黒曜石の鏃と炎を纏った暴風が遺跡を舐め尽くす。
「攻撃せよ!!」
「了解!!」
スピラさんの号令一下、黒エルフ達が進撃を開始する。
「ダリア殿、炎霊の力はまだ維持出来ますか!」
「了解!!」
ダリア殿の同意と共に、暴風の中の炎がさらに渦を巻く。
ぐ、く……
自分で指示したとは言え、相反する精霊の使役に私自身の身体が悲鳴を上げる。
指先が震えだす。
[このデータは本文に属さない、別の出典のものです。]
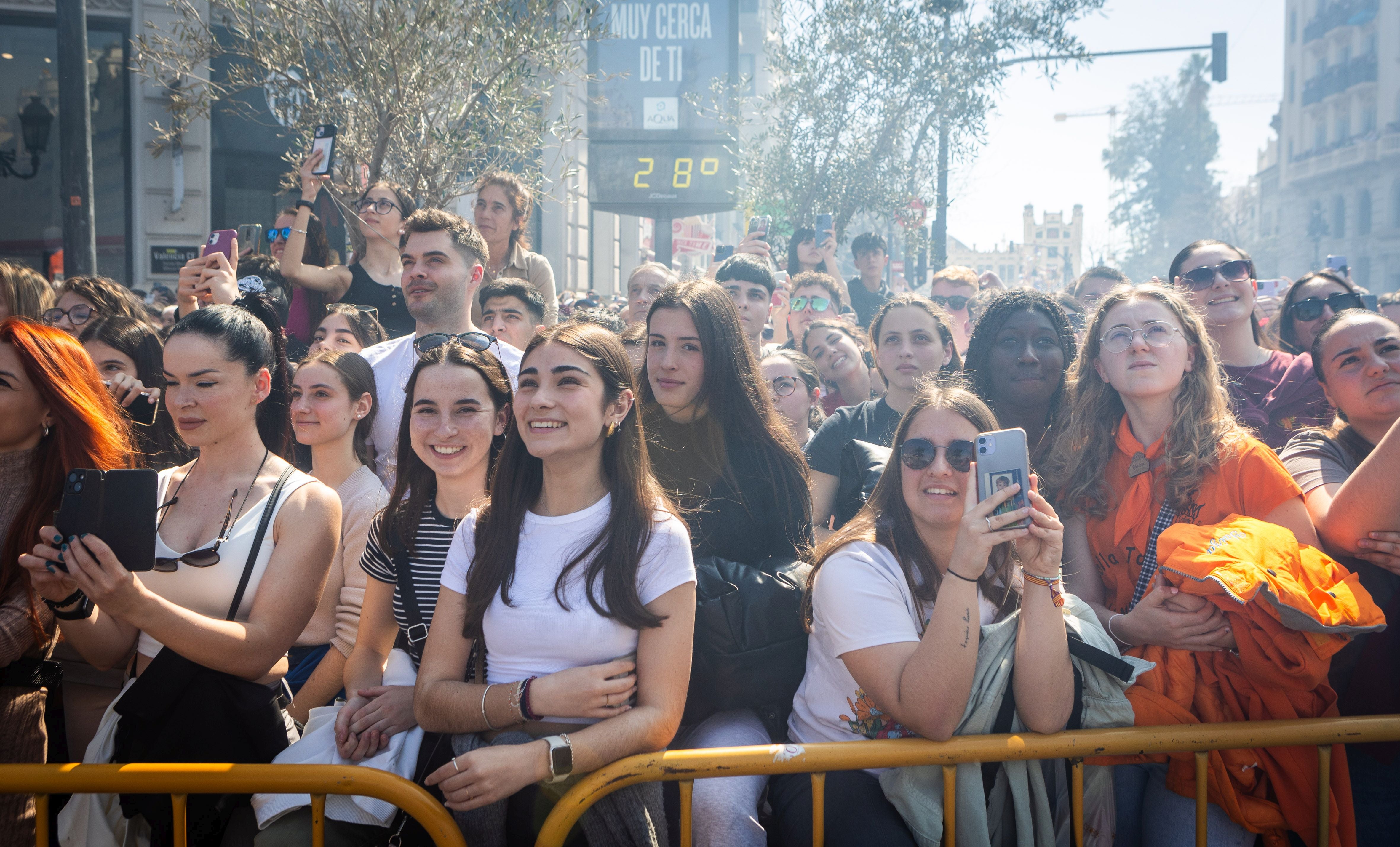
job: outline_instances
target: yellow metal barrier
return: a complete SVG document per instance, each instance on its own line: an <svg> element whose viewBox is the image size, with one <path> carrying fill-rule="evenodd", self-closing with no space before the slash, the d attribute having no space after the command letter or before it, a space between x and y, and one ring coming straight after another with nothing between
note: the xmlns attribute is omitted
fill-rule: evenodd
<svg viewBox="0 0 1400 847"><path fill-rule="evenodd" d="M1070 759L1074 843L1084 844L1084 759L1135 753L1196 753L1196 843L1205 847L1205 766L1211 750L1240 748L1317 746L1319 844L1327 844L1331 745L1400 741L1400 715L1312 718L1176 727L1079 729L1053 735L967 735L952 741L850 741L809 745L767 745L668 750L631 756L588 774L545 820L535 847L560 847L588 806L626 785L651 781L680 783L680 844L690 847L690 790L706 777L812 774L812 844L823 846L825 776L830 770L867 767L944 766L944 847L955 847L953 802L958 764L1025 759Z"/></svg>
<svg viewBox="0 0 1400 847"><path fill-rule="evenodd" d="M34 794L38 847L49 844L50 794L169 794L175 844L185 847L190 794L309 794L312 846L325 846L328 794L391 802L412 815L438 847L466 847L452 815L398 774L349 764L0 764L0 794Z"/></svg>

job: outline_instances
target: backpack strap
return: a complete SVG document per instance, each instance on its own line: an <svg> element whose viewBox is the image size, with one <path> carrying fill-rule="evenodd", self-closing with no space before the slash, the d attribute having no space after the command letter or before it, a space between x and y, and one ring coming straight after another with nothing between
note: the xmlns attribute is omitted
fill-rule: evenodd
<svg viewBox="0 0 1400 847"><path fill-rule="evenodd" d="M253 535L253 546L248 550L248 561L244 563L244 575L238 578L238 589L234 591L234 602L228 606L228 617L224 620L232 620L238 613L239 603L244 602L244 592L248 591L248 580L253 575L253 564L258 561L258 553L262 550L262 539L267 535L267 524L272 522L272 514L277 511L277 498L281 497L281 489L287 484L287 477L295 470L291 465L281 472L277 477L277 484L272 487L272 494L267 494L267 505L263 507L263 517L258 521L258 533Z"/></svg>

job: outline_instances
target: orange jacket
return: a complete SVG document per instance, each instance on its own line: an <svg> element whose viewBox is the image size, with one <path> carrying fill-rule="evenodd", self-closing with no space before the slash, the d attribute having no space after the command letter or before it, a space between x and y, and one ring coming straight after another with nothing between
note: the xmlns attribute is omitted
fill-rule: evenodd
<svg viewBox="0 0 1400 847"><path fill-rule="evenodd" d="M1158 561L1169 584L1225 612L1238 650L1128 650L1156 662L1127 692L1138 727L1336 715L1337 694L1327 686L1333 654L1357 633L1385 629L1385 616L1355 574L1274 524L1240 515L1211 526L1175 524L1158 539ZM1193 753L1114 762L1168 759L1168 787L1196 797ZM1330 784L1329 844L1354 847L1341 745L1333 748ZM1284 847L1285 830L1317 847L1312 748L1212 752L1208 795L1232 820L1261 833L1268 847Z"/></svg>

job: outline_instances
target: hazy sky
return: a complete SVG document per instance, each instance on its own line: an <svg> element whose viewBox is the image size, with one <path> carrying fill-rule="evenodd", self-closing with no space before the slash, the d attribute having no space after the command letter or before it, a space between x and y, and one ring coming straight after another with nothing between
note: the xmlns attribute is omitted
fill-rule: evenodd
<svg viewBox="0 0 1400 847"><path fill-rule="evenodd" d="M1089 50L1128 50L1210 43L1211 32L1229 34L1229 73L1212 84L1212 98L1278 97L1282 91L1284 4L1281 0L1109 0L1074 27ZM1208 50L1207 50L1208 53ZM1109 225L1113 185L1103 169L1109 118L1070 118L1056 112L1121 109L1135 84L1176 76L1190 53L1109 56L1067 66L1051 84L1039 69L1014 69L995 113L988 116L986 146L972 162L953 165L949 178L948 232L965 244L1021 241L1021 210L1036 216L1084 204L1084 260L1106 248L1126 248ZM1219 127L1214 167L1228 189L1243 185L1256 155L1273 136L1277 101L1212 106ZM1201 232L1201 237L1208 237Z"/></svg>

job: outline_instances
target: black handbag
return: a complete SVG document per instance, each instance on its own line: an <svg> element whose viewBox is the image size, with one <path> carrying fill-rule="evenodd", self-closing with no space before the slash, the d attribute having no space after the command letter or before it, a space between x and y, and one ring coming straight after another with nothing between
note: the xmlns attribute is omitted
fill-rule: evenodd
<svg viewBox="0 0 1400 847"><path fill-rule="evenodd" d="M836 489L836 504L832 507L836 529L854 518L871 498L875 483L889 463L889 452L888 447L869 441L851 440L841 447L841 476Z"/></svg>
<svg viewBox="0 0 1400 847"><path fill-rule="evenodd" d="M752 708L778 735L806 672L802 594L812 566L696 560L696 634L685 724ZM770 732L774 727L769 727Z"/></svg>

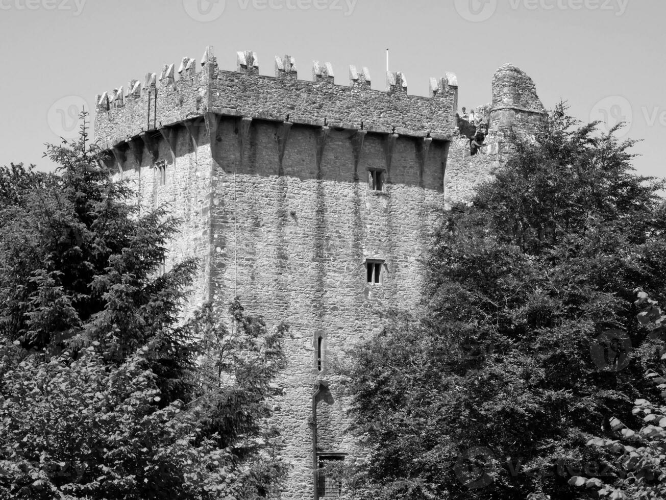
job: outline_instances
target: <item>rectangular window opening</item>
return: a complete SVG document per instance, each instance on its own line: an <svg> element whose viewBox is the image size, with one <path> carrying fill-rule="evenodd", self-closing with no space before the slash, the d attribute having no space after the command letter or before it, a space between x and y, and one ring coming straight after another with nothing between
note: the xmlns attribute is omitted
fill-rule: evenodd
<svg viewBox="0 0 666 500"><path fill-rule="evenodd" d="M368 283L381 284L383 282L383 260L366 261L366 270Z"/></svg>
<svg viewBox="0 0 666 500"><path fill-rule="evenodd" d="M368 170L368 182L373 191L384 190L384 170L371 168Z"/></svg>
<svg viewBox="0 0 666 500"><path fill-rule="evenodd" d="M317 473L317 496L340 497L342 490L341 466L344 457L326 456L319 457Z"/></svg>

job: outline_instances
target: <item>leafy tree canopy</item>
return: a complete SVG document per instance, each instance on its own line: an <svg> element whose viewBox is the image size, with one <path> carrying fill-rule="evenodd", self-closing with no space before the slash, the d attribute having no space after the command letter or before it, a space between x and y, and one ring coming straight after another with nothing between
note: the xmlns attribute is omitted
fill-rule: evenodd
<svg viewBox="0 0 666 500"><path fill-rule="evenodd" d="M266 495L284 328L237 302L183 320L196 262L158 272L178 221L85 125L47 154L56 173L0 169L0 497Z"/></svg>

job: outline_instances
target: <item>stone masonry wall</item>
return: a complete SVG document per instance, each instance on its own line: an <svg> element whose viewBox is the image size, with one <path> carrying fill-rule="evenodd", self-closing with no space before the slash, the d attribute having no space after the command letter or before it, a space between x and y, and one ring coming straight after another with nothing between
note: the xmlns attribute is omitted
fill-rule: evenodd
<svg viewBox="0 0 666 500"><path fill-rule="evenodd" d="M383 134L368 134L355 175L352 133L330 130L318 174L317 129L294 126L278 176L279 125L253 121L242 143L238 121L225 119L218 128L212 297L222 306L237 293L268 324L290 325L285 393L274 417L293 466L284 497L312 498L311 405L319 381L328 383L332 405L318 405L318 451L353 452L338 378L326 363L316 369L315 340L324 335L330 363L362 348L384 324L382 310L416 306L434 209L443 202L444 146L434 144L422 166L414 141L398 138L392 183L377 192L366 178L368 168L386 166ZM236 256L234 270L228 264ZM366 282L366 258L385 260L382 284Z"/></svg>
<svg viewBox="0 0 666 500"><path fill-rule="evenodd" d="M167 65L98 95L95 132L142 203L168 203L182 221L166 267L190 256L200 264L184 314L205 300L226 311L238 296L269 328L290 326L272 420L292 466L282 497L312 499L313 427L317 453L358 453L336 360L362 349L387 309L418 306L437 211L469 200L505 161L513 127L529 133L543 107L527 75L500 68L483 154L470 156L452 74L432 79L425 98L407 94L400 72L380 92L366 68L350 67L344 86L316 61L313 81L298 79L290 56L276 57L275 77L258 75L252 52L238 53L235 72L218 67L212 47L202 64L197 73L184 58L180 79ZM382 191L369 186L373 170ZM367 282L368 259L383 262L381 284Z"/></svg>

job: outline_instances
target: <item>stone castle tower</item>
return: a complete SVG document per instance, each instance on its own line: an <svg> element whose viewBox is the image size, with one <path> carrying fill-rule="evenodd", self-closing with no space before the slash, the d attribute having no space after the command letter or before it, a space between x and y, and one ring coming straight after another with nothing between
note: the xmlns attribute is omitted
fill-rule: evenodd
<svg viewBox="0 0 666 500"><path fill-rule="evenodd" d="M317 471L354 452L332 360L362 348L382 310L417 305L436 210L468 198L543 107L524 73L500 68L478 109L484 154L470 156L452 73L421 97L400 72L382 92L367 68L350 67L343 86L328 63L310 81L290 56L268 77L254 53L237 55L223 71L208 47L199 72L185 58L178 79L166 65L98 95L95 134L144 204L182 221L166 264L198 258L192 308L240 296L267 325L289 325L274 417L292 465L282 497L338 496Z"/></svg>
一瞬でも気を抜けば風霊王の力は暴走して私たちを切り裂く刃と化すだろう。
こ、の、じゃじゃ馬が!
「言う事を……聞けーっ!!」
ありったけの精霊力をハウゼルに込める。
全力疾走をしながら針に糸を通すような精密作業を同時にこなすという無謀。
だけど、ここをあの人に任されたんだ。
精鋭クラスには届かなくとも、混成部隊ぐらいはこの場で一掃してみせる!
「ハウゼルよ、偉大なる英雄と歩しその気高き英知を我に貸し与え賜え!」
全身から更に力が抜け落ちていく。
まったく、とんでもない魔素食いで暴食な剣ですね。
ですが、あの人が私に預けたんだ、使いこなせると信頼してくれた証し。
「使いこなせなければ、相棒失格です!!」
ハウゼルの柄に嵌められた緋色の宝石の中に赤い光が生まれた気がした。
……わかる。
そうか、これがこの剣の使い方。
振り下ろした剣とともに、炎を纏った暴風が殺戮蟻の動きを先読みして纏わり付く。
「炎と風が奇妙な動きを……ファフナ様、剣を完全に!」
「まだこの先があるのかは分かりませんが、剣は私たちに力を貸してくれています!」
剣を振る度に、炎が、風が軌道を変え殺戮蟻の進路に立ち塞がる。
そう、この剣は武器であると同時に一本のタクトだ。
刃が空を切り裂く音色で精霊を操るタクト。
魔剣などと呼ばれたくせに、その実態は随分と優雅な動きを要求してくれやがりますね。
「さあ今のうちです!」
「了解!!!」
迷宮を揺らすほどのかけ声が唱和した。
連日暑いですね。
北の大地も遠吠えしたくなる暑さです。
あ、パソコン火を噴きました。
電化製品も熱中症をおこしたみたいです。